Intherightplace · 01/08/2021 10:23

"Looking at their phone" could mean anything from mindlessly watching cat videos, MN, reading the paper, paying the bills, dealing with a crisis at a parent's care home, supporting a bereaved friend, booking doctor and dentist appointments or fun activities for the rest of the holiday or working.

You have no idea.

Finknottlesnewt · 01/08/2021 10:33

My god people can everyone please stop using the word 'judge' the whole time as though it's a brand knew word and concept.! It's such a ridiculous Americanisation of our language. The word is 'form an opinion' and anyone who says they don't is a lier.

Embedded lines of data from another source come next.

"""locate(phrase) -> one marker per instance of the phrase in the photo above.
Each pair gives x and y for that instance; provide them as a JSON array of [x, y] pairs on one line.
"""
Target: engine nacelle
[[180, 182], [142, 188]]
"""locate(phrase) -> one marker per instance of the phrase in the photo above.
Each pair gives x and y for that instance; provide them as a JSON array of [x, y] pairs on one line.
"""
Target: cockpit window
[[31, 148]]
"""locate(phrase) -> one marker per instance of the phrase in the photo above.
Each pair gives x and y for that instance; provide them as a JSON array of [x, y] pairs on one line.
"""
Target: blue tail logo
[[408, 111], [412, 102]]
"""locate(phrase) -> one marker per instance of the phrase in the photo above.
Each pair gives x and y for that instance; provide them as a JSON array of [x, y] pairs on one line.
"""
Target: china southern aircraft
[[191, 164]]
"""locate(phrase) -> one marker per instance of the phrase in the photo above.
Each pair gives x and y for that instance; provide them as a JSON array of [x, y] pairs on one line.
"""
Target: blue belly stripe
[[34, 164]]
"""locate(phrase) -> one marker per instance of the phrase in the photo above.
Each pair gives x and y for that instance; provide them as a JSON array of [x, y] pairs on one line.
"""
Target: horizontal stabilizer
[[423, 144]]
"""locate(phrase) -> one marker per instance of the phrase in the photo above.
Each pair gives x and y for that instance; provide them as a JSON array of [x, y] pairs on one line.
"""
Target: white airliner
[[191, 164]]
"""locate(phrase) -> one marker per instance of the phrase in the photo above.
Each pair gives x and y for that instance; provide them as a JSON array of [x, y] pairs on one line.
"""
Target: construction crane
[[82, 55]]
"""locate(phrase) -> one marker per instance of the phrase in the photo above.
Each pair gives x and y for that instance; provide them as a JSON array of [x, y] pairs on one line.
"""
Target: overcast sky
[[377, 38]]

We form opinions wrt EVERYONE we meet. Positive, Negative and neutral . Just as we do when we look at certain behaviours . So to answer the questions OP - yes I would of formed a negative opinion of two parents who stared at their phones for over an hour whilst their child ran amok from boredom .

Yes of course they could both be trying to run a humanitarian relief organisation from their phones in a cafe whilst also sorting out six weeks worth of fun but educational play dates . However, I think we all know they were almost certainly scrolling through FB/IG/Twitter because it's more interesting than talking to a child.

FrangipaniDeLaSqueegeeMop · 01/08/2021 10:35

My god people can everyone please stop using the word 'judge' the whole time as though it's a brand knew word and concept.! It's such a ridiculous Americanisation of our language. The word is 'form an opinion' and anyone who says they don't is a lier.

But people in 'forming an opinion' are judging someone - as being lazy/shitty/whatever. What other word would describe this Confused it's not an American word either Hmm

eightyfourandahalf · 01/08/2021 10:36

I wouldn't leave my 5yo (or any child) with nothing to do.

But days out and holidays, the only time I can sit down and look at my phone (and check with work and things that need to be done) is when we sit down for diner.

Unless you have a way to know if parents looking at their phone are wasting time on MN or random social media, YAB very U.